When you are afraid, your inner fear is usually just because of some specific things and situations outside. There are usually several possibilities for what you are afraid of: you may be afraid that you won't meet a deadline, or that you won't pass an exam, or that you won't be able to pay your bills, or that the person you are trying to please will reject you.
In contrast, when you are in a state of anxiety, you often can't say what you are anxious about. The cause of anxiety is usually the heart rather than the outside world, and seems to be a reaction to some vague, distant, unrecognizable danger. You may be anxious because you are losing control of yourself or some situation. You may have an unexplained fear that some kind of disaster will happen.
The difference between anxiety disorders and normal anxiety in life is ：
- First, the former is more severe (for example, panic attacks).
- second, the former lasts longer (the anxiety does not go away with the stressful situation and may last for months)
- Third, it causes fear, and this fear can interfere with your life
Anxiety has different manifestations and intensities. In mild cases, the anxiety may just be an inner anxiety, and in severe cases such as panic disorder may have symptoms such as palpitations, dizziness, terror and so on. Anxiety that is not related to a specific situation, that is, anxiety caused by sadness, is called generalized anxiety, and more severe cases are called spontaneous panic attack.
The difference is whether you experience more than four of the symptoms listed below at the same time when you are anxious ( If you have more than four symptoms at the same time, you are diagnosed with panic disorder).
- Shortness of breath
- Palpitations (rapid heartbeat or irregular heart rhythm)
- Trembling, shivering
- Sweating profusely
- Nausea and abdominal discomfort
- Dizziness or unsteady standing
- A sense of separation from your body
- Fever or chills
- Fear of dying
- Fear of going crazy or losing your mind
If you are only anxious in certain situations, it is called situational anxiety or phobic anxiety.
Situational anxiety is different from the usual fear because it is often fussey or unrealistic. Driving on the highway, going to the doctor, or being with your spouse can be called situational anxiety if you are overly worried about these kinds of things. If you start avoiding these things, then you have a phobia: you are afraid to drive on the highway, too sick to go to the doctor, or unwilling to face your spouse. In other words, a phobia is a situational anxiety that permanently avoids the situation.
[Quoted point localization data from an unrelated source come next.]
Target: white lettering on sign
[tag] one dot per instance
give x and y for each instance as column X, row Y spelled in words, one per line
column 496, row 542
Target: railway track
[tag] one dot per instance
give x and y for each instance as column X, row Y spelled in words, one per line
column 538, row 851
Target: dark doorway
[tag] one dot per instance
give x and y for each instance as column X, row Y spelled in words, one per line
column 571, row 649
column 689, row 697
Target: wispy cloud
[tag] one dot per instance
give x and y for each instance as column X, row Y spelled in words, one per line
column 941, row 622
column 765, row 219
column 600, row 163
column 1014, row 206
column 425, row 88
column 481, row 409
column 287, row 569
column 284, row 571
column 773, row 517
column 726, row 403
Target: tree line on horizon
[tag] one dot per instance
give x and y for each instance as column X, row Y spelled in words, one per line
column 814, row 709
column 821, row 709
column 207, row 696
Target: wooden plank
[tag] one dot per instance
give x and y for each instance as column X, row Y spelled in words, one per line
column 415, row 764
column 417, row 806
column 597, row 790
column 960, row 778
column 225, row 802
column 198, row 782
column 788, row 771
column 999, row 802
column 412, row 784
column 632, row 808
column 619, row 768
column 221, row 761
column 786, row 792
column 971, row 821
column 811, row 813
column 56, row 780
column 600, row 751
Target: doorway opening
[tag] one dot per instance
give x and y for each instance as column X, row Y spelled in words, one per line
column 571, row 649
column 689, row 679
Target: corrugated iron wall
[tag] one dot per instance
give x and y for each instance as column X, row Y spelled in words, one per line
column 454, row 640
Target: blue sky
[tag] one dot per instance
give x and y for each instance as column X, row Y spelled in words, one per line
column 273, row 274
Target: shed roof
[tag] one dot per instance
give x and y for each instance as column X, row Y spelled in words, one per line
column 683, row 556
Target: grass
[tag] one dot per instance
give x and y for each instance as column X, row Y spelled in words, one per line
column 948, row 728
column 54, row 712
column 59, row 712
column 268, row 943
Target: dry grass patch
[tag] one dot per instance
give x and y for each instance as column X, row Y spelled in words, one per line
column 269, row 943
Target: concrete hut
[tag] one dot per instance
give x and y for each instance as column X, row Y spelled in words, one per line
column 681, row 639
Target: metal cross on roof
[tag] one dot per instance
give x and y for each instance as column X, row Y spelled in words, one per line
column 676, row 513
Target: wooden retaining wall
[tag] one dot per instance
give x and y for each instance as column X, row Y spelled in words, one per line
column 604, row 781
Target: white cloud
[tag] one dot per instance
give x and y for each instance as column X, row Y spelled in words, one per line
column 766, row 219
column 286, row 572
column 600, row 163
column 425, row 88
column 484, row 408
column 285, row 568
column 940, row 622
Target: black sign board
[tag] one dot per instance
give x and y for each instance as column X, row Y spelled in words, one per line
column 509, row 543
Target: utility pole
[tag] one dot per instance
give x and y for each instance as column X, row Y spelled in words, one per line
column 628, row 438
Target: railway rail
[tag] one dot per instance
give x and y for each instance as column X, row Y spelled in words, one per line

Usually, anxiety only arises when you think of a particular situation. When you feel sad about what might happen, or when you are faced with a situation that scares you, you feel anxiety, which is called anticipatory anxiety. Sometimes this performance is so mild that it is impossible to distinguish it from everyday worries. It is also possible for anticipatory anxiety is very severe and can develop into anticipatory panic.
There is a significant difference between automatic anxiety (or panic) and anticipatory anxiety (or panic).
Automatic anxiety is usually caused by sadness, with the emotions peaking in a flash and then gradually calming down. The emotions usually reach a climax within five minutes, and then after an hour or so, the emotions can calm down. Anticipatory anxiety, on the other hand, is generally accumulates gradually, caused by encountering or simply imagining that you are in a dangerous situation, but it usually calms down quickly. You may spend an hour or more being nervous that you will suddenly crazy about something, but when other things occupy your mind, you can calm down again.